Comédia refinadíssima
O ótimo “Doppelgänger – O mito do duplo”, com texto e direção de Domingos de Oliveira, é a nova versão do espetáculo produzido pela primeira vez em 1992. Agora com Priscilla Rozenbaum, Ricardo Kosovski e André Mattos nos personagens antes interpretados por Glória Menezes, Tarcísio Meira e Ednei Giovenazzi, a comédia está em cartaz no Teatro Sergio Porto, no Humaitá, zona sul do Rio de Janeiro.

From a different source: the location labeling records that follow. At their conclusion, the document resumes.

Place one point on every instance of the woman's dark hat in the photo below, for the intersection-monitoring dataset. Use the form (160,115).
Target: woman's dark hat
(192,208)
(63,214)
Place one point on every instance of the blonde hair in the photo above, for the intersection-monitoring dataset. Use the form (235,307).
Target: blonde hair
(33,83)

Com altas doses de excelente humor, a peça ratifica o talento do mais importante dramaturgo brasileiro vivo e em plena atividade.

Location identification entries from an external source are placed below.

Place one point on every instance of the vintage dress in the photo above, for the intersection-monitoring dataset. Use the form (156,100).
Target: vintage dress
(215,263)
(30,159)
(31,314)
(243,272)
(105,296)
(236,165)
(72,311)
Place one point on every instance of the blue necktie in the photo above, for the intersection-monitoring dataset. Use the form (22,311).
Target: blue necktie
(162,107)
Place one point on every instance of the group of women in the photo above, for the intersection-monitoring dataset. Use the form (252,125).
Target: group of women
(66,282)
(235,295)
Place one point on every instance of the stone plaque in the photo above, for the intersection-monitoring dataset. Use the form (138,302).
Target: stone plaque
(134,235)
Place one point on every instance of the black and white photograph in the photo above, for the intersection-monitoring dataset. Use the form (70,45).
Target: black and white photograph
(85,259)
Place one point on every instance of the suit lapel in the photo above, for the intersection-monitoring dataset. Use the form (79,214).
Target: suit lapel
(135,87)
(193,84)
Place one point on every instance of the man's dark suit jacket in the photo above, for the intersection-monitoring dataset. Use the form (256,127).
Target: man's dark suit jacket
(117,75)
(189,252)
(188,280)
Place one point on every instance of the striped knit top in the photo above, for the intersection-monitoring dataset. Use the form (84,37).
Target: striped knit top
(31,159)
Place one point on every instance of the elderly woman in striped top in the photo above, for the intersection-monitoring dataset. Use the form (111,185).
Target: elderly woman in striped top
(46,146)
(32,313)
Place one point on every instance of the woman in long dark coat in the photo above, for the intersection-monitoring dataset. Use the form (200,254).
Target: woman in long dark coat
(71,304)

“Doppelgänger” é uma palavra em alemão que quer dizer o duplo de alguém. Trata-se de um mito multicultural segundo o qual existe outra versão de nós mesmos andando por aí. Para os bretões e fenícios, é um tipo de fantasma. A lenda egípcia “A princesa grega” narra como o aparecimento de uma outra Helena resolveu a Guerra de Troia. Há uma lenda inglesa segundo a qual o duplo de Sir George Tryon voltou para sua casa em Londres após o naufrágio do navio Victória em 1893. O tema também aparece em vários filmes de ficção de científica: “Doppelgänger” (1969) dirigido por Robert Parrish, “The stranger” (1973) por Lee Katzin, “Doppelgänger” (1993) por Avi Nesher, “Another Earth” (2011) por Mike Cahill, entre outras obras de toda sorte de manifestação artístico-cultural. O tema segue sendo rico e interessante: como seria encontrar-se com um duplo?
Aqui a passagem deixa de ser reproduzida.